Unlike a lot of books where the action occurs in a virtual realm, the realism of Versus Town is pretty low, no better than you’d find in a standard MMO of a few years ago. This is in part because this is set in an imaginary MMO using the technology available a few years ago, which gets me to my one minor quibble about the book; unless you use a definition so expansive as to include most fiction, this isn’t SF. It’s fiction, possibly even l*t*r*t*r*1, but it’s not really science fiction, which is not to say you shouldn’t read it. It’s much closer to a mystery than it is to SF.

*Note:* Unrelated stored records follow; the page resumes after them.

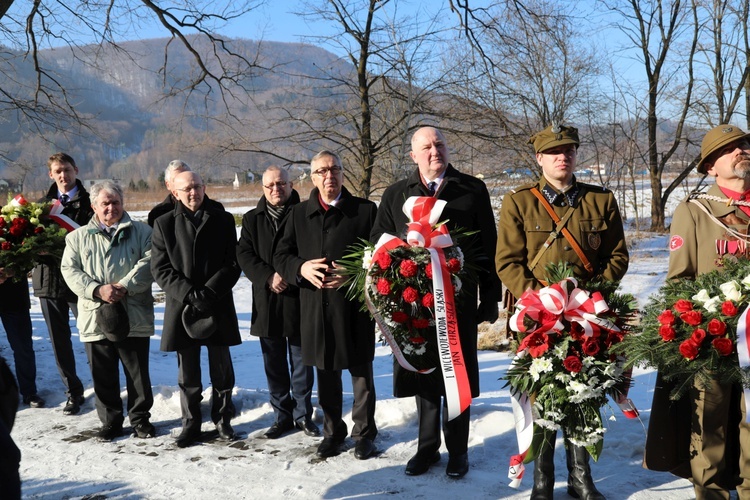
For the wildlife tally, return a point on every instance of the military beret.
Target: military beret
(553, 136)
(717, 138)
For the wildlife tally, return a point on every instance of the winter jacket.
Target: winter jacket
(91, 259)
(274, 314)
(46, 277)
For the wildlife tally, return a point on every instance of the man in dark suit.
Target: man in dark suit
(468, 207)
(276, 317)
(336, 334)
(194, 260)
(55, 297)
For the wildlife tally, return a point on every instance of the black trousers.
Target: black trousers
(456, 431)
(17, 325)
(221, 372)
(104, 358)
(290, 381)
(57, 316)
(330, 399)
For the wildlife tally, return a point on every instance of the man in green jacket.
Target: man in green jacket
(590, 238)
(108, 261)
(704, 436)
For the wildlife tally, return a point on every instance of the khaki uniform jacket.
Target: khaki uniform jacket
(525, 225)
(696, 243)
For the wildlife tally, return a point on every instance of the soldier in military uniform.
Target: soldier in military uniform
(558, 219)
(704, 436)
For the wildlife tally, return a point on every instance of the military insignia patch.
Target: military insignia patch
(675, 243)
(595, 240)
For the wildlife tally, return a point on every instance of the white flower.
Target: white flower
(712, 304)
(731, 290)
(701, 296)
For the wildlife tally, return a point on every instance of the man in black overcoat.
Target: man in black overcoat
(55, 297)
(275, 316)
(468, 208)
(336, 334)
(194, 260)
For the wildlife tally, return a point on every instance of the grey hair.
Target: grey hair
(107, 186)
(174, 166)
(326, 154)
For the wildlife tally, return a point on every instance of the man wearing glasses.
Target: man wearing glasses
(336, 334)
(275, 316)
(194, 260)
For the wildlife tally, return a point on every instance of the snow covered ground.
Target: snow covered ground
(62, 460)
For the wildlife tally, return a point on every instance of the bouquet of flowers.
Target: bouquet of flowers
(29, 230)
(564, 367)
(410, 288)
(694, 330)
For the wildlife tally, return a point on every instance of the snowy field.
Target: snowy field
(61, 460)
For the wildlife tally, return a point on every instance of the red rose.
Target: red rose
(688, 349)
(692, 318)
(384, 286)
(454, 265)
(667, 333)
(591, 346)
(683, 305)
(698, 336)
(537, 343)
(399, 317)
(408, 268)
(572, 364)
(420, 323)
(383, 260)
(723, 345)
(716, 327)
(410, 295)
(729, 309)
(667, 317)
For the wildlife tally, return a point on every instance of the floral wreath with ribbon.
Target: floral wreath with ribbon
(564, 367)
(410, 287)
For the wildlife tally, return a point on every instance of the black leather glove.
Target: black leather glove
(203, 300)
(487, 311)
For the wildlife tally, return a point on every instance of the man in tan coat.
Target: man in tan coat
(590, 237)
(704, 436)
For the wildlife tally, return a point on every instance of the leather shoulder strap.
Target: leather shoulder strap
(560, 229)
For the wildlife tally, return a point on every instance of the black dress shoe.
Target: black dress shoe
(458, 466)
(144, 430)
(364, 449)
(308, 427)
(187, 437)
(329, 447)
(278, 429)
(109, 432)
(225, 431)
(420, 463)
(73, 406)
(34, 401)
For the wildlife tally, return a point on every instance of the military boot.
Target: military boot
(580, 484)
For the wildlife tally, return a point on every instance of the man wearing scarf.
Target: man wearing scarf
(275, 317)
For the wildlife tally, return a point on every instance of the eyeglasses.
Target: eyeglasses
(322, 172)
(277, 185)
(194, 187)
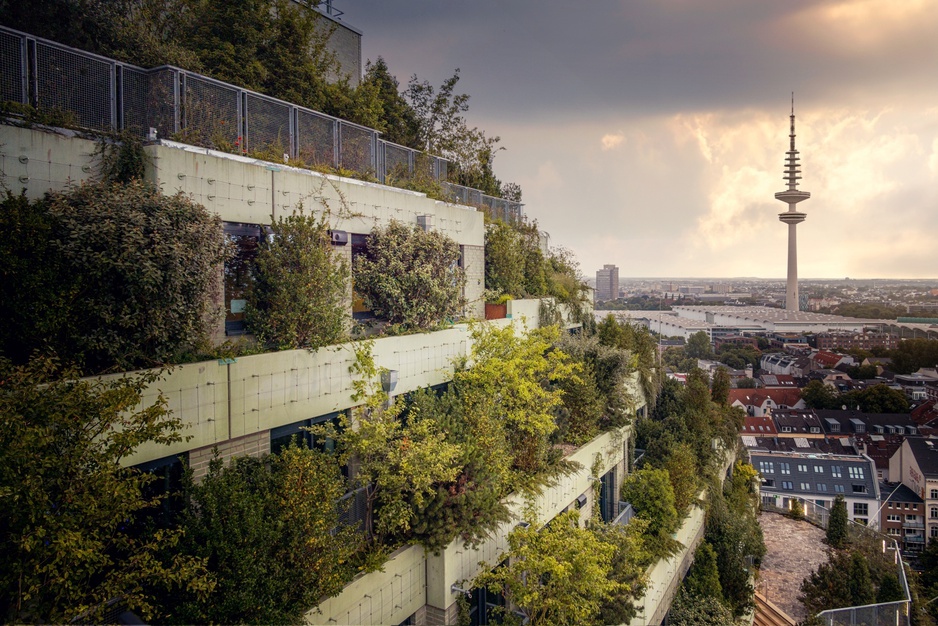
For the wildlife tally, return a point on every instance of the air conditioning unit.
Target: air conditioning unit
(339, 237)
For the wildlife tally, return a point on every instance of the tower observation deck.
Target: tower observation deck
(792, 196)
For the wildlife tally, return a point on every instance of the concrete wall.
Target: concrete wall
(458, 564)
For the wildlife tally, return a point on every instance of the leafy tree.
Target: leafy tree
(511, 378)
(878, 399)
(398, 119)
(689, 610)
(556, 575)
(628, 568)
(720, 386)
(683, 475)
(703, 579)
(442, 130)
(297, 298)
(817, 395)
(119, 276)
(837, 523)
(410, 277)
(270, 533)
(650, 493)
(698, 345)
(73, 535)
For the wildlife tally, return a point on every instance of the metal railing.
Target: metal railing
(880, 614)
(168, 102)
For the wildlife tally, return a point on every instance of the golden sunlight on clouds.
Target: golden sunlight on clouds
(855, 27)
(610, 141)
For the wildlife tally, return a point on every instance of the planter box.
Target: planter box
(495, 311)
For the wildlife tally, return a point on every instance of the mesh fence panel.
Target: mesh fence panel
(75, 84)
(356, 152)
(267, 126)
(162, 105)
(211, 114)
(134, 92)
(396, 162)
(315, 138)
(12, 68)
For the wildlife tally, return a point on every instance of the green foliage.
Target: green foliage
(837, 523)
(736, 537)
(690, 610)
(650, 493)
(629, 568)
(557, 575)
(297, 297)
(507, 393)
(70, 542)
(683, 475)
(720, 386)
(108, 275)
(269, 531)
(410, 277)
(703, 579)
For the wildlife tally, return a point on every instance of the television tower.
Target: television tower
(792, 217)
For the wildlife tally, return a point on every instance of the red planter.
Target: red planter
(495, 311)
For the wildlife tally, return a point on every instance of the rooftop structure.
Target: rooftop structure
(792, 217)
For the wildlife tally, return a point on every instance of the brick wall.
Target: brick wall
(255, 444)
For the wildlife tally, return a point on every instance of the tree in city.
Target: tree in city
(837, 523)
(720, 386)
(108, 276)
(650, 493)
(74, 515)
(555, 575)
(269, 531)
(410, 277)
(703, 579)
(297, 296)
(691, 610)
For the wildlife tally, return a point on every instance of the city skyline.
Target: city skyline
(662, 121)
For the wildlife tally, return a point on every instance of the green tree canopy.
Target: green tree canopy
(556, 575)
(108, 275)
(73, 523)
(410, 277)
(297, 297)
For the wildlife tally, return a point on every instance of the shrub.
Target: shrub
(299, 286)
(108, 275)
(410, 277)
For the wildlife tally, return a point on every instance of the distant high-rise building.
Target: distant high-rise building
(792, 217)
(607, 283)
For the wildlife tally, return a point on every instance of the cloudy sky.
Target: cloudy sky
(651, 133)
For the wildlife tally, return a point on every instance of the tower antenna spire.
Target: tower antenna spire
(792, 196)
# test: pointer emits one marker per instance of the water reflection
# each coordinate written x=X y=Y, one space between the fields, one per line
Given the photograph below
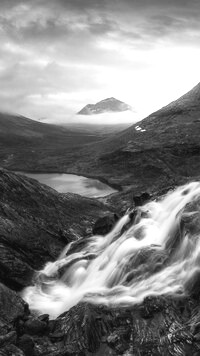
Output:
x=71 y=183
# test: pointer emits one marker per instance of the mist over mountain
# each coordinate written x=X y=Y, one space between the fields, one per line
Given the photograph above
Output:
x=103 y=106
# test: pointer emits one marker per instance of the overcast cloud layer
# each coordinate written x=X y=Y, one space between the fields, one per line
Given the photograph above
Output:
x=58 y=55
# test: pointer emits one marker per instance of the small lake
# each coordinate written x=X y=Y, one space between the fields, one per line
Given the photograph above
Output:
x=71 y=183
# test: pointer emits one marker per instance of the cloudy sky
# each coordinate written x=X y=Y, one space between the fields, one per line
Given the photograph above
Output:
x=58 y=55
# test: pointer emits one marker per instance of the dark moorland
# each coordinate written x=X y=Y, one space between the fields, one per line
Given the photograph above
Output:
x=152 y=156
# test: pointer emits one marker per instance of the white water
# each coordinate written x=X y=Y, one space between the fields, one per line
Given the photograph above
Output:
x=158 y=254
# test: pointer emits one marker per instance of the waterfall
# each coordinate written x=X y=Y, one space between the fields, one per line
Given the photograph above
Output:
x=157 y=254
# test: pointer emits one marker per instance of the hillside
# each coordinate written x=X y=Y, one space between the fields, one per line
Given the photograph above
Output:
x=36 y=223
x=159 y=151
x=164 y=148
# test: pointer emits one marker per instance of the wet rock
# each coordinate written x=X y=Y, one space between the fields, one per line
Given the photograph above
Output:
x=11 y=350
x=12 y=307
x=141 y=199
x=10 y=338
x=26 y=344
x=81 y=328
x=36 y=223
x=35 y=326
x=105 y=224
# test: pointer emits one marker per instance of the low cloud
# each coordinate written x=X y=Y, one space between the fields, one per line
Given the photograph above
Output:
x=60 y=52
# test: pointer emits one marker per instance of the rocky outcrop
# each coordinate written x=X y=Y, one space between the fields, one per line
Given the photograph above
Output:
x=106 y=105
x=36 y=223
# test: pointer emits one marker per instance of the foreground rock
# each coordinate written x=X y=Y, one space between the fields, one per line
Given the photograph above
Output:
x=160 y=326
x=36 y=223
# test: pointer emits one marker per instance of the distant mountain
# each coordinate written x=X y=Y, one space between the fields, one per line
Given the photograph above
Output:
x=160 y=151
x=106 y=105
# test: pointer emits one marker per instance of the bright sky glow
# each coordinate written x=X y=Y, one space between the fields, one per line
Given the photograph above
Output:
x=58 y=56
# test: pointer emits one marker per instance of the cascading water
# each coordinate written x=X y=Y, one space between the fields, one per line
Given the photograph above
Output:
x=158 y=254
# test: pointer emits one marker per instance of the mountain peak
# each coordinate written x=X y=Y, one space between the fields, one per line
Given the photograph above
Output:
x=106 y=105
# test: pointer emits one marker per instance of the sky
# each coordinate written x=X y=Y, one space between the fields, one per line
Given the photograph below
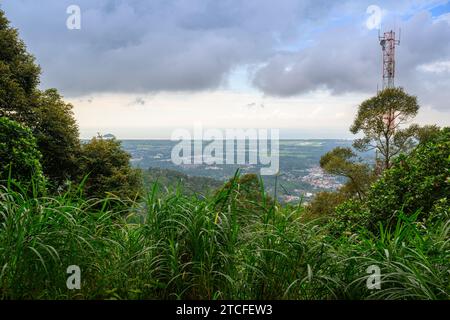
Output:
x=141 y=69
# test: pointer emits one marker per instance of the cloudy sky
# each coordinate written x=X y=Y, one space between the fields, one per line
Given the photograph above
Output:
x=141 y=68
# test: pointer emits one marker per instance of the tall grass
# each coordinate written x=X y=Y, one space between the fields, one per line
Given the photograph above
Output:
x=171 y=246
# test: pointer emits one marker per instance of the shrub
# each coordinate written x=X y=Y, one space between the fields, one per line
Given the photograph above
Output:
x=415 y=181
x=19 y=156
x=108 y=168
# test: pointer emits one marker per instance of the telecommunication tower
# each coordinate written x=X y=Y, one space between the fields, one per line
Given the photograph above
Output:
x=388 y=43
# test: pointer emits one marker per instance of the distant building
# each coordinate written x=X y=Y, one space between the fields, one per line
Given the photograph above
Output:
x=109 y=136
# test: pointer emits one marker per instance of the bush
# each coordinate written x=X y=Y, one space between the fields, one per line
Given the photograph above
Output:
x=415 y=182
x=108 y=170
x=19 y=156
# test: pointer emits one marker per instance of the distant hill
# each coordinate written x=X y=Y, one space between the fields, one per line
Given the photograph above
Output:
x=171 y=179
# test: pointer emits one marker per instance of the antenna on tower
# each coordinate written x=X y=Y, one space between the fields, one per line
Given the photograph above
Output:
x=388 y=43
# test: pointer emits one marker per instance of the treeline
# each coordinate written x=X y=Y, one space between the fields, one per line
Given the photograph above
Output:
x=39 y=136
x=66 y=203
x=174 y=180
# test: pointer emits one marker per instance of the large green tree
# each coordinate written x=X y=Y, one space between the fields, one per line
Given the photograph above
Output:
x=19 y=156
x=44 y=112
x=106 y=167
x=381 y=119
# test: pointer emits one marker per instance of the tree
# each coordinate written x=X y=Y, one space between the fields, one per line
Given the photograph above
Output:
x=381 y=119
x=342 y=162
x=45 y=113
x=19 y=156
x=416 y=181
x=57 y=135
x=108 y=168
x=19 y=75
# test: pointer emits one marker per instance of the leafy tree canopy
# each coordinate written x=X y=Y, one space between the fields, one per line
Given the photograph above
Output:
x=19 y=156
x=381 y=120
x=109 y=171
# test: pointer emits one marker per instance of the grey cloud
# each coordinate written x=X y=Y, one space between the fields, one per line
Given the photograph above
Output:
x=141 y=46
x=349 y=60
x=144 y=46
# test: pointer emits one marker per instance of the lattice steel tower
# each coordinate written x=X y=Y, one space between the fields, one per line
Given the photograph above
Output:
x=388 y=43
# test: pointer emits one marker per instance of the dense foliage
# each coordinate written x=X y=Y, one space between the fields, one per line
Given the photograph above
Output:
x=19 y=156
x=187 y=248
x=106 y=169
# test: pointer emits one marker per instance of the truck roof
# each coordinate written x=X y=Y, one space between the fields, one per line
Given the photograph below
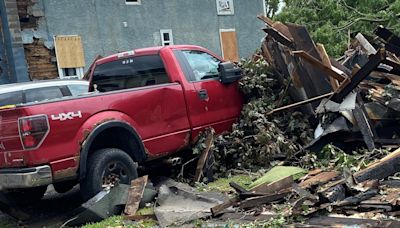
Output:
x=144 y=51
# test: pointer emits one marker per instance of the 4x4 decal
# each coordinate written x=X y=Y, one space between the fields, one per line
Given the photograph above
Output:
x=67 y=116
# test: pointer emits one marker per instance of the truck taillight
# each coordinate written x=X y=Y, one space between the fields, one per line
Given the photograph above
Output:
x=33 y=130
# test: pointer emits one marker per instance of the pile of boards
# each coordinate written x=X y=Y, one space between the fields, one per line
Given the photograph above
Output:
x=370 y=197
x=361 y=90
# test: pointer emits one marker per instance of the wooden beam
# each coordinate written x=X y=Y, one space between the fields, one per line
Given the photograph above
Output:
x=315 y=62
x=135 y=195
x=365 y=44
x=371 y=65
x=260 y=200
x=387 y=166
x=327 y=62
x=274 y=187
x=217 y=210
x=278 y=36
x=204 y=156
x=295 y=105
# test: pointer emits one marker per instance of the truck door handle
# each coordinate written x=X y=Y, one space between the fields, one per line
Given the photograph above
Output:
x=203 y=95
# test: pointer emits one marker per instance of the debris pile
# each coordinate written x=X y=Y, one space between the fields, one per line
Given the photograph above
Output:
x=295 y=85
x=321 y=197
x=257 y=138
x=359 y=91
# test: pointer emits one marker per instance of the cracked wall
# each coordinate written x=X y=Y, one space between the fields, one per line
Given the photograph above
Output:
x=39 y=51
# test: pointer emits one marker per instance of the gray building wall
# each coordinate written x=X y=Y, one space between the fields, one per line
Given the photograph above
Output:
x=100 y=23
x=13 y=67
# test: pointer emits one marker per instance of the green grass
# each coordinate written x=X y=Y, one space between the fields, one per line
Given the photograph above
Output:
x=117 y=221
x=222 y=184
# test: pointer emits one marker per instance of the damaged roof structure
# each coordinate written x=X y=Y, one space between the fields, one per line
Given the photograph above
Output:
x=358 y=89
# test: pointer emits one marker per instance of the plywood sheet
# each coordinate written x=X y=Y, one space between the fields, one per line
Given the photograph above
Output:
x=229 y=46
x=69 y=51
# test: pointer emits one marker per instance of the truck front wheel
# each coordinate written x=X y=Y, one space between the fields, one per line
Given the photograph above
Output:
x=107 y=167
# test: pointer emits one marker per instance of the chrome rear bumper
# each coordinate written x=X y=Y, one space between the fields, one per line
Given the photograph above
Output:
x=25 y=177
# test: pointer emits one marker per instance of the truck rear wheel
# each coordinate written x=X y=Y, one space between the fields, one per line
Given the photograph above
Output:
x=25 y=196
x=107 y=167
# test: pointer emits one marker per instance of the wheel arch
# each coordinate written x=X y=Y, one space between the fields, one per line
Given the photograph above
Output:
x=120 y=135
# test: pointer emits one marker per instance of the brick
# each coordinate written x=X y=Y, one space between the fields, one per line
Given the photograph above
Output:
x=13 y=18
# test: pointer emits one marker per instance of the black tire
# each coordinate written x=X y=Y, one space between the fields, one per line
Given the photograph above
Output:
x=25 y=196
x=104 y=163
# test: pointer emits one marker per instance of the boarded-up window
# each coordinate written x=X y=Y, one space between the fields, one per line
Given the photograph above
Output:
x=229 y=45
x=70 y=57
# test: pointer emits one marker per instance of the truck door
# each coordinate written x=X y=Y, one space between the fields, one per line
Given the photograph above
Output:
x=211 y=104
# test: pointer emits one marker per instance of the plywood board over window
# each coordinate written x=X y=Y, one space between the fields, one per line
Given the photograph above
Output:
x=229 y=45
x=70 y=56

I think that other reasons Sakurazaka always keeps the reader aware that a kick to the head in Versus Town is actually some combination of buttons being pressed in the real world are that Etsuro is incapable of losing himself in the moment, any moment, without consciously analyzing what is going on, and also to remind the reader that Versus Town, as much fun as it is, is just an MMO. It’s not some wonderful Eganesque VR realm that is just as good as reality if you ignore the possibility someone might pull the plug and in the end it’s not a replacement for real life.

People who read the 2005 edition of this will be pleased to know there is an additional story included, Bonus Round”, which expands on the outcome of a particular bit of side-story Etsuro mentions from time to time.

Again, I may or may not come back and expand on this. I thought this was a perfectly competent novel about a young man (grudgingly) growing up, at least to the point of encountering some limits to his intellectual puissance and his eventual epiphany that he has to actually pay attention to his RL girl friend if he wants her to stick around.

+5, +31

1: In fact, this is exactly the sort of book I can see someone deciding to suck all the joy out by forcing kids who would have enjoyed it had they encountered it on their own to write essays about the thematic significance of the blue cat and how Etsuro’s experiences parallel those of his friend from Hokkaido.